Его мать, Ольга, не обладала силой тела, но была наделена сильным сердцем. Всю жизнь Магни жители Карлсы приходили к ней за утешением и пониманием, и она давала им это, черпая слова и мысли из своего внутреннего источника доброты и мудрости.
Магни всегда чувствовал, как бьются в его собственном два их великих сердца. Их сильные стороны придавали ему сил и заставляли чувствовать уверенность. Он надеялся, что когда-нибудь и Сольвейг почувствует нечто подобное и поймет, что наследие ее родителей — ее благо, а не проклятие. Они сделали ее такой, какая она есть, и она была прекрасна.
Но сейчас он чувствовал смятение своего друга и знал, что могло бы его облегчить. Пришло его время говорить.
— Никто не сможет усомниться в любви, которую ты питала к своей сестре. Никто не усомнится в этом, что бы ни говорил сейчас твой разум. Горе придет, когда настанет его черед. И, Сольвейг, твоя история только начинается.

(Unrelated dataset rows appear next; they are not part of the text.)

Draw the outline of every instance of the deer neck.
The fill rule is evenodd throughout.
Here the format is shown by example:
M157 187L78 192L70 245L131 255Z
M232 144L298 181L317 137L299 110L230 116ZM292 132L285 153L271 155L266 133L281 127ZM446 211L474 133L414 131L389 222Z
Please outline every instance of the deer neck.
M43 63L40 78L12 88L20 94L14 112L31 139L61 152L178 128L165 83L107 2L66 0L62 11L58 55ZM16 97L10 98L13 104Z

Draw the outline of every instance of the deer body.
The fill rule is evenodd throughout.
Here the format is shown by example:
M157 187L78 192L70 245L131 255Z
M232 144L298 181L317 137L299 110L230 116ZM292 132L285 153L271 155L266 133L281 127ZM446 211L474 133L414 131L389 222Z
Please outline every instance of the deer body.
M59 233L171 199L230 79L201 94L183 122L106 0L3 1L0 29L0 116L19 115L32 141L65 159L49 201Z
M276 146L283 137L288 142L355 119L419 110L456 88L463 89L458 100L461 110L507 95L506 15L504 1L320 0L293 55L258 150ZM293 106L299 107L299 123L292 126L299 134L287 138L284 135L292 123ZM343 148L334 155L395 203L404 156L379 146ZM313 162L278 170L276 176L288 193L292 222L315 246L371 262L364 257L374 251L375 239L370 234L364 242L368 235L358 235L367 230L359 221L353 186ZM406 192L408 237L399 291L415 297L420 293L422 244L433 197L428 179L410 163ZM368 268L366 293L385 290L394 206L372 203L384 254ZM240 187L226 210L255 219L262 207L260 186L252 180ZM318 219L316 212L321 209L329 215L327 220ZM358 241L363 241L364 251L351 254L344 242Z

— Бренне Оку Бога было пятнадцать лет, когда она спасла детей ярла. Вали Грозовой Волк разрубил человека пополам до того, как у него выросла настоящая борода. Мне почти двадцать лет, Магни. Что можно рассказать обо мне?
Магни хотел бы видеть ее, чтобы она могла увидеть его, но ему не нужен был свет, чтобы узнать лицо перед собой. Сольвейг была красива: светлые волосы матери, ярко-голубые глаза отца. Светловолосые и голубоглазые не были чем-то примечательным среди их народа; брюнеты или рыжие были более необычными, и все же красота Сольвейг была необычной. Она была самой высокой женщиной, которую он знал, выше своей матери и всего на несколько дюймов ниже его — а Магни был ростом с отца. У нее было развитое и сильное тело. Но черты лица были тонкими, почти эльфийскими — острый подбородок, изящный нос и рот с пухлыми и сладкими губами, какими создала их природа.